La piccola città di mare era sotto sorveglianza per questa visita e la strada costiera tagliava tutto il traffico tranne che per i residenti. L’arrivo dei due presidenti ha anche causato ingorghi a Nizza a causa della chiusura della Promenade des Anglais, dove si trova l’hotel Negresco e dove ha alloggiato la coppia presidenziale cinese, e parte dell’ Autostrada A8. A Beaulieu-sur-Mer, Emmanuel Macron ha offerto al suo omologo una traduzione francese di Confucio risalente al XVII secolo, un prezioso manoscritto che illustra gli inizi della Sinologia europea. Xi Jinping gli offrì un vaso appositamente progettato per l’occasione, combinando disegni che rappresentavano i loro due paesi.
Il presidente francese, che cerca di unificare l’approccio europeo contro la Cina, rivale e partner, ha associato la Germania e l’Unione europea alla visita del presidente Xi in Francia, la cui parte ufficiale inizierebbe oggi a Parigi.
Mentre l’Europa starebbe per mettere in discussione le ambizioni diplomatiche e commerciali della Cina, i due presidenti saranno raggiunti martedì a Parigi dal cancelliere tedesco Angela Merkel e dal presidente della Commissione europea Jean-Claude Juncker, per uno dei momenti chiave di questa visita.
In Italia, Xi Jinping ha promesso una ‘Via della seta’ a due vie per cercare di disinnescare le preoccupazioni sui suoi piani economici a Bruxelles e Washington. L’annuncio della partecipazione dell’Italia a questo progetto faraonico di infrastrutture marittime e terrestri, con un protocollo di accordo ‘non vincolante’, specificato dal capo del governo italiano, Giuseppe Conte, ha suscitato scalpore tra alcuni partner europei. Emmanuel Macron ha criticato l’iniziativa italiana assieme a numerosi funzionari tedeschi, tra cui il ministro degli Esteri, Heiko Haas, ed il commissario europeo per il bilancio, Günther Oettinger.

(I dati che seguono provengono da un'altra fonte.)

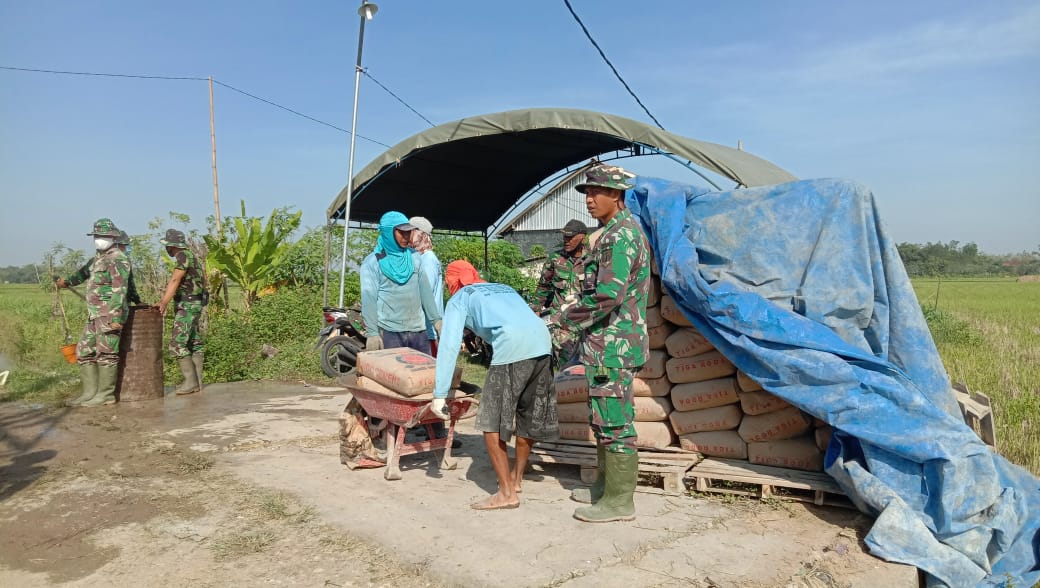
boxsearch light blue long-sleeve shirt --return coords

Secondo una fonte ufficiale cinese, la visita del leader cinese in Francia sarà sicuramente contornata da annunci di contratti commerciali, insieme ad ‘approfonditi scambi di opinioni sulle relazioni sino-francesi, relazioni sino-europee, nonché a questioni internazionali e regionali di interesse comune’ . L’incontro fa parte del 55° anniversario delle relazioni bilaterali tra i due paesi. La visita del presidente cinese sarà anche accompagnata da manifestazioni di oppositori. Da domenica, un migliaio di manifestanti, a sostegno della causa tibetana, si sono radunati al Trocadero. Altri raduni sono stati annunciati per oggi a Parigi da organizzazioni di destra a difesa dei diritti umani.

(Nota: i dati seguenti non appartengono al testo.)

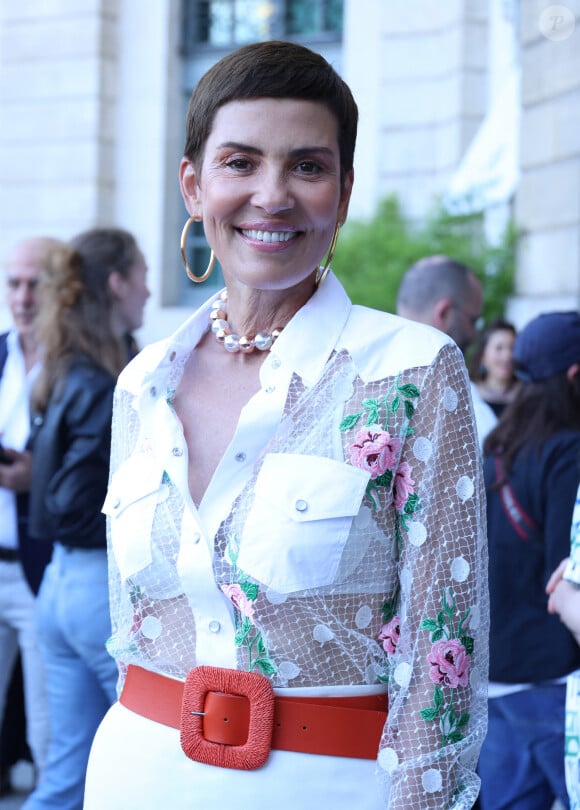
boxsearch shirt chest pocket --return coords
[103,453,167,579]
[238,453,369,593]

Prima di cena, Xi Jinping, con il presidente francese, è stato in visita da metà giornata al Principato di Monaco dove ha pranzato ed ha trascorso due ore e mezzo per i colloqui bilaterali in campo economico. Questo incontro è considerato un successo diplomatico storico per il sovrano di Monaco Alberto II: tranne la Francia, Monaco e i suoi 38.000 residenti non avevano mai ospitato un leader di una grande potenza, membro del Consiglio di sicurezza delle Nazioni Unite. Oltre agli interessi incrociati nel turismo di lusso e nei casinò, nel 2019, il Principato di Monaco sarà il primo territorio di test stranieri per lo spiegamento di 5G da parte di Huawei, il gigante cinese delle telecomunicazioni, che Washington non può usare a Pechino per spiare Comunicazioni occidentali.
Il sinologo Jean-Paul Desroches, che aveva coordinato una mostra trasversale dedicata alle dinastie Qing nel 2017 nel Principato di Monaco e Grimaldi nel 2018 a Pechino, ha commentato: “È ovvio che ci sono interessi economici ma Monaco è anche molto bravo a interpretare la carta del principe e l’attrazione per un’epoca passata che esiste solo in alcuni posti del mondo”.
Le accuse fatte da Francia, Germania ed Unione europea all’Italia per i negoziati con la Repubblica cinese, dunque, sarebbero infondati e forse viziati da invidia.